Indeed, by Blanc and Harris’ account the film features an ample helping of nudity and extreme sexual situations that definitely pushes the envelope.
“I think [Biehn] is trying to tip it to as racy as you can possibly [make it]…and still get fucking ridiculous performances and still be R-rated”, said Blanc. “He’s been pulling out all the stops on this one, and I’m used to him! [Laughs] And I’m getting surprised [at the things he's doing]!”
As for the on-screen violence, the actors indicated it will be raw and realistic without resorting to the over-the-top spewing of blood and entrails typical of more fantastical horror films.
“When there is violence, it’s very violent for a very short period of time”, said Biehn. “Think about like `Taxi Driver’, that’s how I want the movie. Like when you see violence in `Taxi Driver’ – [and] I’m not comparing myself or this movie to `Taxi Driver’ or Martin Scorcese – but in `Taxi Driver’…when the violence happened it happened very violently and for a very short period of time. And that’s kinda what happens here.”

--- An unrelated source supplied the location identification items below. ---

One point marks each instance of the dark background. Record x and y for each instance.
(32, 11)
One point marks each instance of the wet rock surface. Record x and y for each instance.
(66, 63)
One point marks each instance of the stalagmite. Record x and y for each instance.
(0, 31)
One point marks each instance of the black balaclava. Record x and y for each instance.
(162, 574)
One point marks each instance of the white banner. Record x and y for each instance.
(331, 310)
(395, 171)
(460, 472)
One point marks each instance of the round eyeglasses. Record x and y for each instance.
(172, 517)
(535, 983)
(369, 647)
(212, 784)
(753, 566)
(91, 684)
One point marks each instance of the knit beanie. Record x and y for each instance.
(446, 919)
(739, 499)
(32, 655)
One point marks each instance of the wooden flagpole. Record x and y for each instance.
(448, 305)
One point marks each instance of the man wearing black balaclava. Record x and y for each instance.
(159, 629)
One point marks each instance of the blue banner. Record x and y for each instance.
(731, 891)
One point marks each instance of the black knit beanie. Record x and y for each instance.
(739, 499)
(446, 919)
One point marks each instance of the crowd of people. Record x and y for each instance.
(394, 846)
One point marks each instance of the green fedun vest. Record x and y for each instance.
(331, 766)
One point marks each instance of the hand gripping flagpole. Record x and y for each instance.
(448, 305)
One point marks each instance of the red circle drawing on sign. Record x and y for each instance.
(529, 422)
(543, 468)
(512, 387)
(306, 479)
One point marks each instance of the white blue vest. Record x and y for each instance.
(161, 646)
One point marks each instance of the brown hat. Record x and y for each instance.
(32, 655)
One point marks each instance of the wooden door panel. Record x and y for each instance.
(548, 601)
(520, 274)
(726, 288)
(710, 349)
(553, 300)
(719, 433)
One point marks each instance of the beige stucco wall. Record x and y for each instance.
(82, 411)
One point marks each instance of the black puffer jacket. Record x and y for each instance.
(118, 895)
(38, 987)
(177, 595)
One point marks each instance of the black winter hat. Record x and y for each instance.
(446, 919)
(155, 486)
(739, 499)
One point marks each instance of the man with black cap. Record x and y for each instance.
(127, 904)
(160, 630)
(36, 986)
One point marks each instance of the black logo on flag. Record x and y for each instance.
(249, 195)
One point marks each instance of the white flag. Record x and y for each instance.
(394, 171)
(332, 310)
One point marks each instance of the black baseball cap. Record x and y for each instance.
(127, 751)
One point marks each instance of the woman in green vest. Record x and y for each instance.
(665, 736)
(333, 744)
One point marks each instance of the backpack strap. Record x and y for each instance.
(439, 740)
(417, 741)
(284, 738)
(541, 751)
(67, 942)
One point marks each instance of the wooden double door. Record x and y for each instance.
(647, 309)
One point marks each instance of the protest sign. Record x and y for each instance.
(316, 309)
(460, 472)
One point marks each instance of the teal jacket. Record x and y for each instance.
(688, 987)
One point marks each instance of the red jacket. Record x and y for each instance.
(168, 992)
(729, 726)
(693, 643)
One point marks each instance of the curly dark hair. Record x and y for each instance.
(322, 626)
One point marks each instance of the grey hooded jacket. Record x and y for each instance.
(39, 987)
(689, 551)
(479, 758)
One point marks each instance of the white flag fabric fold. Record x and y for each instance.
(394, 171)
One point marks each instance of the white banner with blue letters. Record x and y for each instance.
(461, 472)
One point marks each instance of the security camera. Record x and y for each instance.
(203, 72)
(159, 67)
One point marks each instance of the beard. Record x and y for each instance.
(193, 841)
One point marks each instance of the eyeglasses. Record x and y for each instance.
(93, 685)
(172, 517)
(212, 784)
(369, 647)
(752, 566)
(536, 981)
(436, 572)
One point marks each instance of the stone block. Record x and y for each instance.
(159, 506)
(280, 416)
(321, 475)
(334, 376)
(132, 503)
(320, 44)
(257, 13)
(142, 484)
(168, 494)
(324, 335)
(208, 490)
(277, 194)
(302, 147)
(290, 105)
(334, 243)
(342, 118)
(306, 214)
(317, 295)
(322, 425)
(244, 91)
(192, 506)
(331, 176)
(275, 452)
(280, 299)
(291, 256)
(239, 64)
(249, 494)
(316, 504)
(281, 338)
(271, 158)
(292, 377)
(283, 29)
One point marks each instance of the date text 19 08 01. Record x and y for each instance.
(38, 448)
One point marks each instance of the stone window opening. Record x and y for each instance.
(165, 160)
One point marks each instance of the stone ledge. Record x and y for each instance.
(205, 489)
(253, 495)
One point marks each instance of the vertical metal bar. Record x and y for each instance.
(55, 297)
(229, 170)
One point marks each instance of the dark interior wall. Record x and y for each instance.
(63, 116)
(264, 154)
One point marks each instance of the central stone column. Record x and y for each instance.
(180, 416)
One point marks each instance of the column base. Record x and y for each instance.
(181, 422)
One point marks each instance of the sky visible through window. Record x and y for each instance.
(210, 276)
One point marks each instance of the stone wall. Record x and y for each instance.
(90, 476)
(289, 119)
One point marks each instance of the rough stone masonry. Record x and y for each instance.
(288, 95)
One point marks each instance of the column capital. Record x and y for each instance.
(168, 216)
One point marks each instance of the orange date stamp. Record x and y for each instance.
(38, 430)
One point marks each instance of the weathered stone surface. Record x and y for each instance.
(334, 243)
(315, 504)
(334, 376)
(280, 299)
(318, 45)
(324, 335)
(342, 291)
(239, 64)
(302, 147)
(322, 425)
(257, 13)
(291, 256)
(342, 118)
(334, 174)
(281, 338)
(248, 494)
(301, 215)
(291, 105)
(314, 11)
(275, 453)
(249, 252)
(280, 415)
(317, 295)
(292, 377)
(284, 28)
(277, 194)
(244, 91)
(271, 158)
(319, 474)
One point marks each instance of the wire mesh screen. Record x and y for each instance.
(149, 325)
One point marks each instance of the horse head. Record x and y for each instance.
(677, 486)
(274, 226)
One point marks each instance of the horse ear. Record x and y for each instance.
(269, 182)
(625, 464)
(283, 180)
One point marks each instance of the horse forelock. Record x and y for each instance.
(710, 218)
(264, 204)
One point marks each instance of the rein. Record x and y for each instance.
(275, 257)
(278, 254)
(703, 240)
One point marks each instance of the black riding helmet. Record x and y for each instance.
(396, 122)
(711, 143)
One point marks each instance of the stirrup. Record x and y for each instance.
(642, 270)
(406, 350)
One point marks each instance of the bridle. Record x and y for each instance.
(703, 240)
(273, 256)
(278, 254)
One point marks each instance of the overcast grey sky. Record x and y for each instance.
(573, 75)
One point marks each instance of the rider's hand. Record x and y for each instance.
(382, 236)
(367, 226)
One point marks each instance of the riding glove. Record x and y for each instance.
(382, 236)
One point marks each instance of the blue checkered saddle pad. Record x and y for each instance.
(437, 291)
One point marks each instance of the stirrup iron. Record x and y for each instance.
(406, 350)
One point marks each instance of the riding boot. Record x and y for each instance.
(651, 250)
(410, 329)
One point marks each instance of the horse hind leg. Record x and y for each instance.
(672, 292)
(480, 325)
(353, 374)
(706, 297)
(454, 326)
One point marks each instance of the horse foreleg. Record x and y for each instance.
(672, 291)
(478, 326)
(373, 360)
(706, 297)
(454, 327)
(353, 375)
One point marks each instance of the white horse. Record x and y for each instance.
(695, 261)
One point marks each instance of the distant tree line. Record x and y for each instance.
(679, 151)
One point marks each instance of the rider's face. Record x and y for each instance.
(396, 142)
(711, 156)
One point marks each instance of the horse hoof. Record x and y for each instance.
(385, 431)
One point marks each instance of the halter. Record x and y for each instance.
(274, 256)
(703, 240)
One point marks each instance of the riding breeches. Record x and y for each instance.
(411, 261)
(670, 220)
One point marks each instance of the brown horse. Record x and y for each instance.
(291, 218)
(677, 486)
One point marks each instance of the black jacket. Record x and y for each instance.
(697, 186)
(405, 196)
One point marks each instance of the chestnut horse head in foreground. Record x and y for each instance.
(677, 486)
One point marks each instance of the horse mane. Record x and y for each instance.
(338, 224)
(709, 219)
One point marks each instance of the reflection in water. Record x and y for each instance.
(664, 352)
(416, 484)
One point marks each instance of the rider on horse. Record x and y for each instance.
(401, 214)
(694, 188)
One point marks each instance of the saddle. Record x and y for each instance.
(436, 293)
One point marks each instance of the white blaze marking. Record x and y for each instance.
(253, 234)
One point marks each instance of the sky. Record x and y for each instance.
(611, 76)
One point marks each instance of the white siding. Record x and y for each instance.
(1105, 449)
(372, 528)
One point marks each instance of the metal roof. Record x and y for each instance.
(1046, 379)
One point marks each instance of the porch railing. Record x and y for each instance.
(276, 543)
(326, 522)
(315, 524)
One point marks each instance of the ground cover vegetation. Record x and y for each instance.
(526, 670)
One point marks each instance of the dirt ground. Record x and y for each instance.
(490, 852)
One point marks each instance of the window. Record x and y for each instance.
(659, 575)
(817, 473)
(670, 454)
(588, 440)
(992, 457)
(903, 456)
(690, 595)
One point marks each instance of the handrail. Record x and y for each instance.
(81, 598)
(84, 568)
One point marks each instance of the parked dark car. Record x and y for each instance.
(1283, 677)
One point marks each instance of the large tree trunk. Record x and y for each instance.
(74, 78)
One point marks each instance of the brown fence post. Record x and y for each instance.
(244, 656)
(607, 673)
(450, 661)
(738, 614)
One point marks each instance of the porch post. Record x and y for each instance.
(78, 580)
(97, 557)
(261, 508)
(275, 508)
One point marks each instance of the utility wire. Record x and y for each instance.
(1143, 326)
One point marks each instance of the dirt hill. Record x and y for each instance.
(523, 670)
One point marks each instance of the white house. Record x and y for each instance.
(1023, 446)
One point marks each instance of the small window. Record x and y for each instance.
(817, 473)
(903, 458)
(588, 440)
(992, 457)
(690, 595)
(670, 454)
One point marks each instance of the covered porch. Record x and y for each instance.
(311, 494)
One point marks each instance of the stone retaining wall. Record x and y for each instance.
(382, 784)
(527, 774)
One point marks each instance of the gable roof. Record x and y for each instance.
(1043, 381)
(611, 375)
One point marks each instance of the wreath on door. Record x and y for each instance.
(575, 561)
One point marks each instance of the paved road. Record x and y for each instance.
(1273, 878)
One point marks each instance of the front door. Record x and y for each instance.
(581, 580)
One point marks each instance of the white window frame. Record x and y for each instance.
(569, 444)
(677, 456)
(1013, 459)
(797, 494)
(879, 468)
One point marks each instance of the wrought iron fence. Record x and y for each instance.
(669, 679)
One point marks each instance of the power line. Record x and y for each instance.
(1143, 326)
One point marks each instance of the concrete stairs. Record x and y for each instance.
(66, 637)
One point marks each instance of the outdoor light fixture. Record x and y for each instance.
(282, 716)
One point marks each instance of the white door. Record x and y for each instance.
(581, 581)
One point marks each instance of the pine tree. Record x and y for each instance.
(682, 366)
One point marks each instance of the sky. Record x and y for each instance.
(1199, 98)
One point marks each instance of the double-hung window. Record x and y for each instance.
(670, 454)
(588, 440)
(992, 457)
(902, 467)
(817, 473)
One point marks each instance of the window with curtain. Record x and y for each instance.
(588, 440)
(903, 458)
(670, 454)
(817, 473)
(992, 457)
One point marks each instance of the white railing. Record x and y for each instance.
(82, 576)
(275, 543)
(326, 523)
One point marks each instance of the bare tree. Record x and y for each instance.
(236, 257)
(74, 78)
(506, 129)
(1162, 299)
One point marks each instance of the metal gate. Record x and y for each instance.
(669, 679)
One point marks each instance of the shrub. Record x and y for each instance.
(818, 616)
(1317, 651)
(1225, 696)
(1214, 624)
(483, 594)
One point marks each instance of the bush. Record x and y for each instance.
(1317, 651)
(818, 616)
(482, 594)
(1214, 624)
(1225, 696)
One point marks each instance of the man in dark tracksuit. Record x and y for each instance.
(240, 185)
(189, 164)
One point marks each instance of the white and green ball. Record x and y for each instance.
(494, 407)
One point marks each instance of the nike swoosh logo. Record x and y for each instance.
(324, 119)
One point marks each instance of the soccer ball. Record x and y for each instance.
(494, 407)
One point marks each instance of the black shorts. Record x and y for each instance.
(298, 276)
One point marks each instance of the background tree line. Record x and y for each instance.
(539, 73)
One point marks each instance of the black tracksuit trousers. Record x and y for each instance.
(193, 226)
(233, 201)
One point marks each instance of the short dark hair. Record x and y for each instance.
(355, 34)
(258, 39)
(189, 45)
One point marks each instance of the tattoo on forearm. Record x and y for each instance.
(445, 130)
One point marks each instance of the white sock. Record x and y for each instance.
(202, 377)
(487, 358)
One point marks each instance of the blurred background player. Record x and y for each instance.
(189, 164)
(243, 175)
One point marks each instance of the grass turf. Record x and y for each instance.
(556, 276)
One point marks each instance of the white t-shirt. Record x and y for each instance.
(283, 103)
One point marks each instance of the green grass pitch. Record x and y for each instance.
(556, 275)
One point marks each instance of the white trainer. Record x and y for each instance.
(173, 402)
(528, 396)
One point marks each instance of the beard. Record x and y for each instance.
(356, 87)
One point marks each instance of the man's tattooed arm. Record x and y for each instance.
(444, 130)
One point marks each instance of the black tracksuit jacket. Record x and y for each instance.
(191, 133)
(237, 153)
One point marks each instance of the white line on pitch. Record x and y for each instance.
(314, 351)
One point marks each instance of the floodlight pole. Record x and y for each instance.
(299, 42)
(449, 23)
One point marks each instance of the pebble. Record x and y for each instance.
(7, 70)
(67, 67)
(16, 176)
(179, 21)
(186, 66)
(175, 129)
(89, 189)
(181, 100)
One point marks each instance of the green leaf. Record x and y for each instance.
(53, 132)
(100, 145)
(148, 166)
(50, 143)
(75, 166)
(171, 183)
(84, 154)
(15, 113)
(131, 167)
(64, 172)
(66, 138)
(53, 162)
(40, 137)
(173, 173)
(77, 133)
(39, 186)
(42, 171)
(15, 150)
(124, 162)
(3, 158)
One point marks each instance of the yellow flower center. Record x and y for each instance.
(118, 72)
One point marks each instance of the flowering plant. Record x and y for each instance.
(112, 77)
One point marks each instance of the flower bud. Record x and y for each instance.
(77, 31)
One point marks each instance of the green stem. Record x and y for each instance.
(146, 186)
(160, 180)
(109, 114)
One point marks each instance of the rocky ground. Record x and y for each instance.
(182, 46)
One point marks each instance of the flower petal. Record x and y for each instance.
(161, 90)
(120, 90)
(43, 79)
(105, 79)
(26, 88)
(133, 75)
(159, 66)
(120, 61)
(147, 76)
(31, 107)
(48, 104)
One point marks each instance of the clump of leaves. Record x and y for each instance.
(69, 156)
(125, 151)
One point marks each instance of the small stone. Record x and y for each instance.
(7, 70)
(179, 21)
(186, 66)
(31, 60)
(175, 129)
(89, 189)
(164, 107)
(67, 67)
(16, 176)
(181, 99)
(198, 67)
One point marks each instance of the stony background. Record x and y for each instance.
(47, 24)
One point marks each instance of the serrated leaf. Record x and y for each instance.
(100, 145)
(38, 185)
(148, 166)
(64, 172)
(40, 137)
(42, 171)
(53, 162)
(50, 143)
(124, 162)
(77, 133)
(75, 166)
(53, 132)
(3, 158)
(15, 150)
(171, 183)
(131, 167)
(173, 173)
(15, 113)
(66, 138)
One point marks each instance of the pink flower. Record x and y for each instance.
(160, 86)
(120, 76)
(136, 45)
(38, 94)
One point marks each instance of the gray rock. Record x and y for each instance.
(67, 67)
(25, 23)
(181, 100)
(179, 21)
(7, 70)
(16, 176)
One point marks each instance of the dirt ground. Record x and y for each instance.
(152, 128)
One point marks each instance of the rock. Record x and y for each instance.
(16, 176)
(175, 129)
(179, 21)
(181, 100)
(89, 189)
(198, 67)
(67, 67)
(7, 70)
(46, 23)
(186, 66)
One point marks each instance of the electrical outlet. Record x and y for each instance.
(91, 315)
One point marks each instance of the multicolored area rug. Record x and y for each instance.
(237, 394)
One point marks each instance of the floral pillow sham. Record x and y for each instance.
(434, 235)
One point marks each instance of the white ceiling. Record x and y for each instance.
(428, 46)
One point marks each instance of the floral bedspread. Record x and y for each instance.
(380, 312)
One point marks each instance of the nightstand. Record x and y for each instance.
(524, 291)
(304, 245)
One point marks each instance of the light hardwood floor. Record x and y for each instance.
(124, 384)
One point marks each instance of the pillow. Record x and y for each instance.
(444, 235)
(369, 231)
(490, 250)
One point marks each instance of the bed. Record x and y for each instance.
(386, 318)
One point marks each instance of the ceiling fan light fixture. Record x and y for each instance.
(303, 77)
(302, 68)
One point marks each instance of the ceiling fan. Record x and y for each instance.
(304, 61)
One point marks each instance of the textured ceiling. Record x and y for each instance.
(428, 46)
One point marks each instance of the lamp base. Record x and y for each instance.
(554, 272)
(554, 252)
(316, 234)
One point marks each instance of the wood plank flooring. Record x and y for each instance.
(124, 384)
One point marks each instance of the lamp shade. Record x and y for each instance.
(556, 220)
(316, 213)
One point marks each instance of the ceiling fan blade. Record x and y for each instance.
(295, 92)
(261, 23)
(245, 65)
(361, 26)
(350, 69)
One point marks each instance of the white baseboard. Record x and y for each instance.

Nevertheless, famed special effects makeup artist Rob Hall and his Almost Human effects company did come in to work on one shot that required a little extra “oomph”.
“We don’t have a special effects [guy]“, said Biehn. “Somebody put up a press thing about Rob [Hall] doing our special effects and stuff, and he worked a shot, he did a shot for us, and he did a great job, and if I had a special effects movie I would hire him in a heartbeat. But [the movie is] not about that, it’s about the performances.” (Though Jennifer did take pains to chime in that Hall nevertheless did come in and lay a “smack-down” on the movie in a big way, in an effect related to Ryan Honey’s character.)
Another possibly intriguing aspect of the film – being shot day-for-night as a nod to Xavier Gens’ Frontiere(s) (Blanc and Biehn are both coming out in Gens’ next film, The Divide) – is the fact that throughout its reportedly flashback-heavy duration the audience will be left unsure as to the true nature of the featured characters. In other words: who is villain, and who is victim?
“It’s one of those weird things where you’re kind of not sure who the victim is, who the bad guy is, [and] who the good guy is”, said Blanc. “It’s kind of like one of those things where each one of them has major secrets and you’re not really sure, like…who are you rooting for here?”
It’s a great question to hinge a thriller around for sure, but the real answer I was looking for on set that day was more along the lines of: where’s the director? Though I’d been standing close by the shoot for most of the time I was there, I’d seen neither hide nor hair of Mr. Morse. And while it’s true Pona had informed me early on that he wouldn’t be giving interviews, I at least thought I’d see him walking around outside the black cover of video village at least once or twice during my visit (I didn’t). Not that I could blame him, exactly; with a firecracker like Biehn seemingly taking the reins of a film for which I was credited as director, I’d probably choose to remain hidden away too.